This is the final query I end up using, the IN version. I can only perceived marginal performance difference between IN and EXISTS versions. I'm thinking more about the readability for the next maintainer, hence I used IN

select ord.parcel_number, ord.received_date, c.company
from parcel ord
join company c on c.company_rec_id = ord.client_rec_id

where

    (
        :_company = ''
        or
        to_tsvector(c.company) @@ plainto_tsquery(extract_words(:_company))
    )

    and
    (
        :_fttsc_num = 0
        or ord.parcel_number = :_fttsc_num        
    )




and 
(
    (:_item = '' and :_order_num = '' and :_style_num = '')


    or

    ord.parcel_rec_id in
    (
        select parcel_rec_id 
        from parcel_application
        where parcel_application_rec_id in
            (

                select parcel_application_rec_id 
                from parcel_application_shoe 
                where 

                    (
                        :_item = ''
                        or to_tsvector(extract_words(shoe_description)) @@ plainto_tsquery(extract_words(:_item))                           
                    )

                    and 
                    (
                        :_order_num = ''
                        or to_tsvector(extract_words(order_number)) @@ plainto_tsquery(extract_words(:_order_num))                          
                    )


                    and 
                    (
                        :_style_num = '' 
                        or to_tsvector(extract_words(style_number)) @@ plainto_tsquery(extract_words(:_style_num))                    
                    )

            ) -- parcel_application_rec_id IN
    ) -- parcel_rec_id IN
)

and

-- material filter...
(
    (:_material = '')

    or

    -- implied material <> ''
    parcel_rec_id in 
    (
        select parcel_rec_id 
        from parcel_application
        where parcel_application_rec_id in
            (
                select parcel_application_rec_id
                from mlist
                where mlist_rec_id in
                    (
                        select mlist_rec_id
                        from mlist_detail 
                        join material m using(material_rec_id)
                        where to_tsvector(extract_words(m.material)) @@ plainto_tsquery(extract_words(:_material)) 
                    )
            )
    )

)
-- ...material filter

and

-- parameter filter...
(
    (:_parameter = '')

    or

    -- implied parameter <> ''
    parcel_rec_id in 
    (
        select parcel_rec_id 
        from parcel_application
        where parcel_application_rec_id in
            (
                select parcel_application_rec_id
                from mlist
                where mlist_rec_id in
                    (
                        select mlist_rec_id
                        from mlist_detail 
                        where mlist_detail_rec_id in 
                            (
                                select mlist_detail_rec_id
                                from mlist_detail_parameter 
                                join parameter p using(parameter_rec_id)
                                where to_tsvector(extract_words(p.parameter)) @@ plainto_tsquery(extract_words(:_parameter)) 
                            )
                    )
            )
    )

)
-- ...parameter filter

order by ord.received_date
+1  A: 

You might want to re-examine that nested set of EXISTS() subqueries.
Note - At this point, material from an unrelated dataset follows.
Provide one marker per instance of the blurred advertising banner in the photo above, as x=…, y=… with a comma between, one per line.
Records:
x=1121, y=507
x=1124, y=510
In the past it appears that using those doesn't perform as well as having a single EXISTS on an inner join.

so in general, transform something like:

where exists (select 1 from foo where foo.outer_id = outer.outer_id 
              and exists (select 1 from bar where bar.foo_id = foo.foo_id))

into

where exists (select 1 from foo join bar using (foo_id)
              where foo.outer_id = outer.outer_id)
araqnid